I created a ONNX model from the FaceBook/MusicGen-Small model at HuggingFace using optimum-cli in a Terminal.
This resulted in a ONNX folder with the following .onnx files:
build_delay_pattern_mask
decoder_model
decoder_model_merged
decoder_with_past_model
encodec_decode
text_encoder
After that I created the following code to load the model and set a prompt.

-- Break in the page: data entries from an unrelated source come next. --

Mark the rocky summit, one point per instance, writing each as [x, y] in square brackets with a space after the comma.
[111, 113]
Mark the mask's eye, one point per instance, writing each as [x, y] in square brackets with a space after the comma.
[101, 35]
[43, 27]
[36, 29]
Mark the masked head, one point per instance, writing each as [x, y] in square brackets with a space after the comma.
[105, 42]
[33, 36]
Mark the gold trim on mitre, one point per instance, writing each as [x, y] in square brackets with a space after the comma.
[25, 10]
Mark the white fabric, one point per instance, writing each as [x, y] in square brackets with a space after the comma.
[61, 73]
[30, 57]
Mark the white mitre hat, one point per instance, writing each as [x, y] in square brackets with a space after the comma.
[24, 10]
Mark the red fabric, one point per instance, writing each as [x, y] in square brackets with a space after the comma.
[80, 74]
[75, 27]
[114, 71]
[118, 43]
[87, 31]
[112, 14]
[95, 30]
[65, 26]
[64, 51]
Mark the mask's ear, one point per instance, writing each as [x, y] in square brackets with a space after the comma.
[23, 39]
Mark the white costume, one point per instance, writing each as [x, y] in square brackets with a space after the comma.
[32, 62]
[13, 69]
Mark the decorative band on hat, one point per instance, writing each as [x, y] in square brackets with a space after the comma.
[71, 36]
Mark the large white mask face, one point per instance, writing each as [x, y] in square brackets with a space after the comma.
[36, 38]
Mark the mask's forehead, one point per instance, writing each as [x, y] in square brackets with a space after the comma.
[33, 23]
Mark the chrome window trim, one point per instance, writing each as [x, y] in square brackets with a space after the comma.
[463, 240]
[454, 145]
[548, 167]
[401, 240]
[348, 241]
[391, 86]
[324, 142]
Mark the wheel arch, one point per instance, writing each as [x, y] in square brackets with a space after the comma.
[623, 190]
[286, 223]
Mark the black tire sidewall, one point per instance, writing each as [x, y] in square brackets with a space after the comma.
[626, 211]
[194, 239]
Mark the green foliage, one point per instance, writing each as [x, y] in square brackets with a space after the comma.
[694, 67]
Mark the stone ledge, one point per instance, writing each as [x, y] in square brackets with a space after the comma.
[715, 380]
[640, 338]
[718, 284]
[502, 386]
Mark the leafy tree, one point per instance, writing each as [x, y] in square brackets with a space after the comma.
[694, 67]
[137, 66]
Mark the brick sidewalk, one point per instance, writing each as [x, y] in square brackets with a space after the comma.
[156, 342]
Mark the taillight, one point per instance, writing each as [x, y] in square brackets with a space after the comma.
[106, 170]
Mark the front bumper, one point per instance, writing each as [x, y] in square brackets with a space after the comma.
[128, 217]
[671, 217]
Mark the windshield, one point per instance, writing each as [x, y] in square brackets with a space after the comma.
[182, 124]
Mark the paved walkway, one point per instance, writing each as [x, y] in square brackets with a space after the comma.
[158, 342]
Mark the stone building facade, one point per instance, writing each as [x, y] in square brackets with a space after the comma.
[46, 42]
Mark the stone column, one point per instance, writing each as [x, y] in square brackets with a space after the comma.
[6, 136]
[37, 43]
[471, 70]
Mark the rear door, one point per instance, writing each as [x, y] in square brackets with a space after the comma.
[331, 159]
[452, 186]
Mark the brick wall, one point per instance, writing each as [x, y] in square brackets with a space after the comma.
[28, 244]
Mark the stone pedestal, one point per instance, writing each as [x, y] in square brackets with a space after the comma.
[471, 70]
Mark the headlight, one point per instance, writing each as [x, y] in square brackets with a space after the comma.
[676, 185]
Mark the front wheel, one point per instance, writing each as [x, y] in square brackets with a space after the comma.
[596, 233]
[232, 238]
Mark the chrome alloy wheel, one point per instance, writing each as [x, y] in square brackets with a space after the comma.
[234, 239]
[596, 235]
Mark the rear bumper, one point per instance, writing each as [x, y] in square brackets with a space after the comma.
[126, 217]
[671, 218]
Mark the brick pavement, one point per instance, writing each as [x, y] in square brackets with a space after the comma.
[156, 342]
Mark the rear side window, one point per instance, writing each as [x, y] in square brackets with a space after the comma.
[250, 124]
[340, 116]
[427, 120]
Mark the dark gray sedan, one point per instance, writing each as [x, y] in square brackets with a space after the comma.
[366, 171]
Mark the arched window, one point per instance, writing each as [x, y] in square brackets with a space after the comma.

[RequireComponent(typeof(AudioSource))]
public class MusicGenExample : MonoBehaviour
{
[SerializeField]
private ModelAsset _ModelAsset;
private AudioSource _audioSource;
private Model _model;
private string _prompt;
private void Awake()
{
Initialize();
}
private void Initialize()
{
_model = ModelLoader.Load(_ModelAsset);
_prompt = "A happy, upbeat pop song";
}
}
But now I am lost on how to proceed further. How can I now add the prompt to the model and generate the desired output? And which of the generated .onnx files should I use to generate the output (a song using the desired prompt). So basically I’d like to know how I can figure out what .onnx file(s) I need to use, how to access them and what input and output parameters I should use. If I can get help to get this one running, converting other models from Hugging Face should hopefully be easier, once I understand the workflow. Thanks in advance!